Beyond the strictly thematic exploration of the sensuous body and its representations, ‘Gymnasium’ is also a rich investigation of the sculptural. Hamilton’s Dadaesque assemblages deftly combine matters and textures, the organic with the readymade. Sitting on the floor, the glass shoe is filled with water and topped with a fresh half of lemon; on the wall, a painted cabbage becomes a lonely desiccated brain. Every corner of the space is in some way occupied. The various materials covering (or revealing) the original concrete floor – faux marble vinyl, mats and cork panels – delimit distinct areas, each strongly identified by the distinct physical sensations provoked by these contrasting textures; a spider’s web of vertical ropes and fishing nets visually answers this complex horizontal pattern.

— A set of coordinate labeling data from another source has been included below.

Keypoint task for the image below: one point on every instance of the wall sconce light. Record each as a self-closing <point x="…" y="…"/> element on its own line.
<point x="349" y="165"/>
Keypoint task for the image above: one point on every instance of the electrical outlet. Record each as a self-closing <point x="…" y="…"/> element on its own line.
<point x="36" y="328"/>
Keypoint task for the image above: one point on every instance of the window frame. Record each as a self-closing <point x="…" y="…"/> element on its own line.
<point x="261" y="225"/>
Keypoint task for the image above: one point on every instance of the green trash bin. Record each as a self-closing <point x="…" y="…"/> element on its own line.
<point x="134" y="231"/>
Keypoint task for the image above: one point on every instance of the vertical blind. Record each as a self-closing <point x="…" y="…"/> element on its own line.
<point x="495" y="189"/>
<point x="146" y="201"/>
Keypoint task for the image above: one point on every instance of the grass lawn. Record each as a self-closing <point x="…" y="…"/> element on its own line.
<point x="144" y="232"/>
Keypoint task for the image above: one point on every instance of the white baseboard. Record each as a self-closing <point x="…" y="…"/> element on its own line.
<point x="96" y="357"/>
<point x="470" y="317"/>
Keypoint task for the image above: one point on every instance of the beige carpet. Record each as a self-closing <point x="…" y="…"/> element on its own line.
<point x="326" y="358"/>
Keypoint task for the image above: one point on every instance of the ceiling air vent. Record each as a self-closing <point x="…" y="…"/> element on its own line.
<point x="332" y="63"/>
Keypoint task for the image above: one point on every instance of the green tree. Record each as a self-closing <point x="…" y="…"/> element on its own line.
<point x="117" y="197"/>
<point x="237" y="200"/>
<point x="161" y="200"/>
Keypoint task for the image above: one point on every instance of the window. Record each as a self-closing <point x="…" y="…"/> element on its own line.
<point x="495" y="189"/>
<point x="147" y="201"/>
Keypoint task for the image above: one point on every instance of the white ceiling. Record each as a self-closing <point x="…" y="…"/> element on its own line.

Hamilton’s concern with the female body echoes the works of an Eva Hesse, as do the materials that she uses, but the overwhelming presence of self-representational elements steer this vibrant installation away from any first-generation feminist political agenda. ‘Gymnasium’ is not only a stimulating take on the enduring issues of sexuality and desire, it is also an inspired and enticing mise-en-scene of the self.